Guest post originally published on Rancher’s blog by Saiyam Pathak
Kubernetes upgrades are always a tough undertaking when your clusters are running smoothly. Upgrades are necessary as every three months, Kubernetes releases a new version. If you do not upgrade your Kubernetes clusters, within a year, you can fall far behind. Rancher has always focused on solving problems, and they are at it again with a new open source project called System Upgrade Controller. In this tutorial, we will see how to upgrade a K3s Kubernetes cluster using System Upgrade Controller.
System Upgrade Controller introduces a new Kubernetes custom resource definition (CRD) called Plan. Now Plan is the major component that handles the upgrade process. Here is the architecture diagram, taken from the git repo.
As you can see in the image, Plan is a Kubernetes object in the yaml where the nodes to be updated are defined using the label selector. Let’s say there is a node with label upgrade: true. Now when plan runs, only the nodes with label true will be updated.
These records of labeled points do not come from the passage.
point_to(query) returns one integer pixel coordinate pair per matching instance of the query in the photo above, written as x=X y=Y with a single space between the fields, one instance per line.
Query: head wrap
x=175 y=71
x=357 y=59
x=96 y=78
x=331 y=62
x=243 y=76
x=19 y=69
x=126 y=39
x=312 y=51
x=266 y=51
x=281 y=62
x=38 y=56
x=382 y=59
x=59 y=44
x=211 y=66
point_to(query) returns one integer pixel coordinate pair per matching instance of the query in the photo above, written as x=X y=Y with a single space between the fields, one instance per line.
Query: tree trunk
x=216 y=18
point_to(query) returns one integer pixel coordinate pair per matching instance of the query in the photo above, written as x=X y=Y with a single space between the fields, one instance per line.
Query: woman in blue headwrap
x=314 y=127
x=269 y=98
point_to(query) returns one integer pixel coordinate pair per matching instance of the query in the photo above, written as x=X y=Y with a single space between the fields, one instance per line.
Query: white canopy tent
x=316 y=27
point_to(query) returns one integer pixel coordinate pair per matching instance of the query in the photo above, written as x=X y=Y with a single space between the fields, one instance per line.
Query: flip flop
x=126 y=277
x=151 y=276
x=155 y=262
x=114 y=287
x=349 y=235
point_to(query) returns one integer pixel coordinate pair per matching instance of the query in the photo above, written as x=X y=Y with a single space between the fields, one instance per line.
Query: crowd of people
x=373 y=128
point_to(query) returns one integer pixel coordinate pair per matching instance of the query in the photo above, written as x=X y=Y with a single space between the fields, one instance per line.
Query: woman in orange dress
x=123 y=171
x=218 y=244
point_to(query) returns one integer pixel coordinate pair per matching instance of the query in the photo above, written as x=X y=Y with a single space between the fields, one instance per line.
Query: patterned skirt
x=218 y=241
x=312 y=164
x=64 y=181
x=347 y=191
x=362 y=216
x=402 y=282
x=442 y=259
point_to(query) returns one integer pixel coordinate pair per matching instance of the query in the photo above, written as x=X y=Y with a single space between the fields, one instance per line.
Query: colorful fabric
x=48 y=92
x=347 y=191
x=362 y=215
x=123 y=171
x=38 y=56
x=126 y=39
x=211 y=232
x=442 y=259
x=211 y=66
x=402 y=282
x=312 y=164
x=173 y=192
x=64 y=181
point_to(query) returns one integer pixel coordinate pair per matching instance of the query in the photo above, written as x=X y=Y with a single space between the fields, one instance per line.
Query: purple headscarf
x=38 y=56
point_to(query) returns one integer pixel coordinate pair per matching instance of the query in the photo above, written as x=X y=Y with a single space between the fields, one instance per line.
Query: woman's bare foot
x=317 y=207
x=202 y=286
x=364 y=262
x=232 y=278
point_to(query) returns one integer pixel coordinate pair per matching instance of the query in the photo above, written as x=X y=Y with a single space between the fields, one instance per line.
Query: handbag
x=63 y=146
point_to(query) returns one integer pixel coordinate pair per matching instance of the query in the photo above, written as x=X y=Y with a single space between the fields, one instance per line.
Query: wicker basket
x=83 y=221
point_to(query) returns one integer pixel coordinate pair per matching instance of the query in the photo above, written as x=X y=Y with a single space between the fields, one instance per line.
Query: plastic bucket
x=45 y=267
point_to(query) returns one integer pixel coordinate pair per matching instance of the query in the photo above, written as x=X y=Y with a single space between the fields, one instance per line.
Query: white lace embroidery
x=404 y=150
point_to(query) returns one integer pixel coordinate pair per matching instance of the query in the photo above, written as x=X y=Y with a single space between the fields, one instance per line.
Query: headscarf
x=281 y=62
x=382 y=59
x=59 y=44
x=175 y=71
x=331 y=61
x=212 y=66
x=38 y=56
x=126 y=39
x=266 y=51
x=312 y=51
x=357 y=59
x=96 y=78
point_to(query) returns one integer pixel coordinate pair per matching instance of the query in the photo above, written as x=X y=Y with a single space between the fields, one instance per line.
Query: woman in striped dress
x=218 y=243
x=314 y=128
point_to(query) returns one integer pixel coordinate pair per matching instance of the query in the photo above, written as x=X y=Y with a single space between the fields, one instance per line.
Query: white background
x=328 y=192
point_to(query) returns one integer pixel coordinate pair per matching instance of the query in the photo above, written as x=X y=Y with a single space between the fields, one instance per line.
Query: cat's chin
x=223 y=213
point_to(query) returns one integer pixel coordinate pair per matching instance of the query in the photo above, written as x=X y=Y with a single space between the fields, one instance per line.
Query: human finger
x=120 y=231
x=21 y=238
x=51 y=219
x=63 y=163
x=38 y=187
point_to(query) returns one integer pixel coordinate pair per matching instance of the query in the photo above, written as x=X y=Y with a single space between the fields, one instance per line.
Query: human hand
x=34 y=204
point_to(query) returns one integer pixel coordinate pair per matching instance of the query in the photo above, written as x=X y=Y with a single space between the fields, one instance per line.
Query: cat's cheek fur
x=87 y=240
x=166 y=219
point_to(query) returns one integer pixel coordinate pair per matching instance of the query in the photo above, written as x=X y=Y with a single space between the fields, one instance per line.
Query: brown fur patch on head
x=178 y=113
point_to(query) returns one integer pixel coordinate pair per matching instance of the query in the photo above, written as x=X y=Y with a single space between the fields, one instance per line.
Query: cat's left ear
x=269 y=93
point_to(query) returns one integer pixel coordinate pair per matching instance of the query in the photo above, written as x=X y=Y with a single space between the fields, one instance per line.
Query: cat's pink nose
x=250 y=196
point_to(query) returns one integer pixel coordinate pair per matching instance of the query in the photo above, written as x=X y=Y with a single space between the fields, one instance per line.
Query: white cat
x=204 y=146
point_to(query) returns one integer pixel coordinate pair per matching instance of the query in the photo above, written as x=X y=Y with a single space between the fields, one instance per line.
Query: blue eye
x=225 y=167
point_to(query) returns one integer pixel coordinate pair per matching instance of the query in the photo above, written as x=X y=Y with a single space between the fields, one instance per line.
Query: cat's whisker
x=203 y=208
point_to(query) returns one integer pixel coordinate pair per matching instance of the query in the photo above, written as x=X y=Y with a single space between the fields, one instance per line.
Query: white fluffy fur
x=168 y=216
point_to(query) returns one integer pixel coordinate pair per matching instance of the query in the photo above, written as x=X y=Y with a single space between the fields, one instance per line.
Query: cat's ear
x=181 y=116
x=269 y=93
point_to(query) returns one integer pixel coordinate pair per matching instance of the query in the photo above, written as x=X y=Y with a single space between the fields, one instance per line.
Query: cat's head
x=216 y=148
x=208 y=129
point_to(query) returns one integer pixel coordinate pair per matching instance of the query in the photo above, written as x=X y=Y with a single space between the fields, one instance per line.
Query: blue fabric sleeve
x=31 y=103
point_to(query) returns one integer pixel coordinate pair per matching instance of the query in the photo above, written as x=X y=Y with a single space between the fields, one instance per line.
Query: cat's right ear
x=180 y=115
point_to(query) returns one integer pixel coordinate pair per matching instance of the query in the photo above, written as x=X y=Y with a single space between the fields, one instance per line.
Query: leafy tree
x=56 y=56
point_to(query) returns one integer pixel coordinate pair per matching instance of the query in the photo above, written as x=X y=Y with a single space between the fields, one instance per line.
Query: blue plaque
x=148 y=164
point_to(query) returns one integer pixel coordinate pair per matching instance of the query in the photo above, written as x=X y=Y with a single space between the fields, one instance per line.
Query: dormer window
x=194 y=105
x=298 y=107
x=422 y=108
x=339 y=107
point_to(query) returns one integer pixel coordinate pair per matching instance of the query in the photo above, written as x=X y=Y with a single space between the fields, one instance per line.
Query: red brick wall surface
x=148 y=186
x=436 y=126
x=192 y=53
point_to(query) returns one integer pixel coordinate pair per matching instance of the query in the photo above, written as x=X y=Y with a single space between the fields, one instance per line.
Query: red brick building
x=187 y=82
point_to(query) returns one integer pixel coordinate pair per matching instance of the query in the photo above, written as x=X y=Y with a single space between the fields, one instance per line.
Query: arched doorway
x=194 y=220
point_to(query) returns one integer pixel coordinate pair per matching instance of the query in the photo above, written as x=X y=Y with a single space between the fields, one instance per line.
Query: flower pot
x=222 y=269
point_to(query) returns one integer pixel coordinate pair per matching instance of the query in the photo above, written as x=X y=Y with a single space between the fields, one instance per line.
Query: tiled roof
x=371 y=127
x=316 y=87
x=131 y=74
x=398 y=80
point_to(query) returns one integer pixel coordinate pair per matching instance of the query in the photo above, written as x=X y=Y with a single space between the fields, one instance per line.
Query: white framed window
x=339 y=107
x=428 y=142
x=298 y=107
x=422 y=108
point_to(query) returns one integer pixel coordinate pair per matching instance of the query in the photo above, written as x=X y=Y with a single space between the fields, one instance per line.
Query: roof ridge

The controller decides on which node the upgrade jobs have to run and takes care of updating the labels after the job’s successful completion.
Automate K3s Upgrades with System Upgrade Controller
There are two major requirements for upgrading your K3s Kubernetes cluster:
- CRD install
- Creating the Plan
First, let’s check the current version of K3s cluster running.
For quick installation, run the below commands:
#For master install:
curl -sfL https://get.k3s.io | INSTALL_K3S_VERSION=v1.18.9+k3s1 sh
#For joining nodes:
K3S_TOKEN is created at /var/lib/rancher/k3s/server/node-token on the server.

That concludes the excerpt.